Chopin often played the variations without accompaniment, and he later abandoned the orchestra almost entirely in his compositions, though he was working on a third concerto in 1834, and in 1841 he published the Allegro de concert, speculated to be the piano part of the first movement of the unfinished concerto.

==Reception==
The work was premiered on 11 August 1829 at the Vienna Kärntnertortheater, with Chopin as the soloist. It received very positive audience and critical acclaim. Writing to his parents in Warsaw about his success, he said that "everyone clapped so loudly after each variation that I had difficulty hearing the orchestral tutti." Publication followed in 1830, with a dedication to Woyciechowski.

=="Hats off, gentlemen, a genius"==
Robert Schumann (who was born only 3 months after Chopin) first heard the Variations by the then-unknown Polish composer at a performance by Julius Knorr at the Leipzig Gewandhaus on 27 October 1831. This famously caused him to declare, through the voice of his alter ego Eusebius, "Hats off, gentlemen, a genius", in the 7 December 1831 edition of the Allgemeine musikalische Zeitung. (Note: This was Schumann's first piece of music criticism, and curiously, in the very last review of his career, he introduced another young genius to the musical world, Johannes Brahms.) He also practised the work himself for months "in a literally obsessive manner". There is no record that Chopin thanked Schumann for his support at this important early stage of his career.

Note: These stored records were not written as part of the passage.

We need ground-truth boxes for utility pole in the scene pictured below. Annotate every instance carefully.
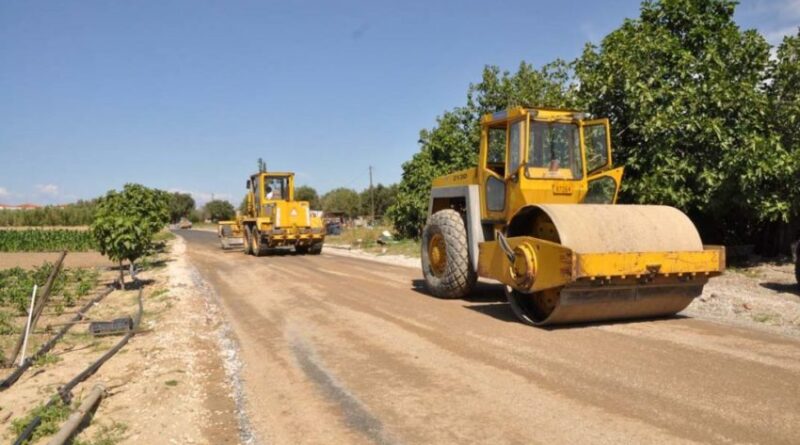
[369,165,375,226]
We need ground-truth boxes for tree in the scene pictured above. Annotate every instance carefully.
[322,187,360,218]
[203,199,236,222]
[388,60,574,237]
[169,192,195,223]
[761,29,800,253]
[575,0,790,248]
[294,185,321,209]
[91,184,169,287]
[359,184,398,220]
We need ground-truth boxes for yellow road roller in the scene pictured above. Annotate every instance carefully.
[421,107,725,326]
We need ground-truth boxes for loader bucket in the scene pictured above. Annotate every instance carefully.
[506,204,724,326]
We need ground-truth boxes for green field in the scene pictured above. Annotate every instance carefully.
[0,229,96,252]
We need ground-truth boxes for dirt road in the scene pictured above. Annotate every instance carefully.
[180,231,800,444]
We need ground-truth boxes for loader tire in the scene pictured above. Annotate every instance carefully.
[242,227,253,255]
[421,209,478,298]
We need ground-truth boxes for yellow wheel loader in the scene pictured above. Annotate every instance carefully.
[421,107,725,326]
[238,172,325,256]
[217,220,244,250]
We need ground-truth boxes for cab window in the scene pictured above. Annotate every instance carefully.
[528,121,583,179]
[264,176,289,199]
[486,125,506,176]
[583,125,608,174]
[508,121,525,175]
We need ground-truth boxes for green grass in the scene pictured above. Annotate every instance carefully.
[11,399,70,443]
[153,230,175,242]
[0,263,100,312]
[0,229,97,252]
[33,353,62,368]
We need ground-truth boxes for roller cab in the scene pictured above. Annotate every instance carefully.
[422,108,725,325]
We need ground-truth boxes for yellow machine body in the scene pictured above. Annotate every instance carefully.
[237,172,325,255]
[423,108,725,325]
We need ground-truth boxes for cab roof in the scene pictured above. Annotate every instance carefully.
[481,107,589,125]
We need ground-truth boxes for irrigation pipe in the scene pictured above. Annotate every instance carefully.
[14,280,144,445]
[0,286,114,392]
[47,383,106,445]
[19,284,38,366]
[6,250,67,365]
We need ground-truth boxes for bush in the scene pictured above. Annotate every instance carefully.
[0,229,97,252]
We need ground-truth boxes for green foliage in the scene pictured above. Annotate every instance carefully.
[0,200,97,227]
[389,0,800,250]
[0,311,14,332]
[0,229,96,252]
[33,353,63,368]
[92,184,169,274]
[576,0,786,236]
[388,60,574,237]
[322,187,361,218]
[767,30,800,216]
[203,199,236,222]
[359,184,398,220]
[169,192,195,223]
[11,398,70,443]
[0,263,100,315]
[296,185,322,210]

Schumann's teacher (and future father-in-law) Friedrich Wieck published a very positive review of the Variations in the German periodical Caecilia. Chopin found the review so embarrassingly cloying that he blocked Wieck's attempts to publish it in French. In a letter to a friend, Chopin wrote that Wieck, "instead of being clever, is very stupid" and that he did not want his musical integrity to "die" because of "the imagination of that ... stubborn German”.

Wieck also had his 12-year-old daughter Clara study the work for public performance, and it became a staple of her early repertoire. In her diary of 8 June 1831 (coincidentally Robert Schumann's 21st birthday), she wrote: Chopin's Variations Op. 2, which I learned in eight days, is the hardest piece I have ever seen or played till now. This original, brilliant composition is still so little known that almost every pianist and teacher considers it incomprehensible and impossible to play. In Kassel, Louis Spohr turned pages for her as she played them.

Schumann and Chopin did not meet in person until 27 September 1835, in Leipzig. They met only once more, again in Leipzig, on 12 September 1836. Schumann is known to have written 5 letters to Chopin (only one letter survives), but Chopin never reciprocated. He did not care for Schumann's music, and his only apparent mark of respect towards Schumann is his dedication of the Ballade No. 2 in F major, Op. 38, to him, which may have been out of politeness as much as anything. For his part, Schumann not only dedicated his Kreisleriana, Op. 16, to Chopin, he also wrote his own Variations on Chopin's Nocturne in G minor, Op. 15/3 (first published 1981), in between their two meetings; he wrote a respectful imitation of a Chopin nocturne in a section called simply "Chopin" in Carnaval, Op. 9; and he remained a lifelong staunch champion of Chopin's music, as did his wife Clara (the last concerto she ever played was Chopin's Piano Concerto No. 2 in F minor).

==Adaptations==
The work, as arranged by John Lanchbery, forms the first part of the music for Frederick Ashton's 1976 ballet A Month in the Country.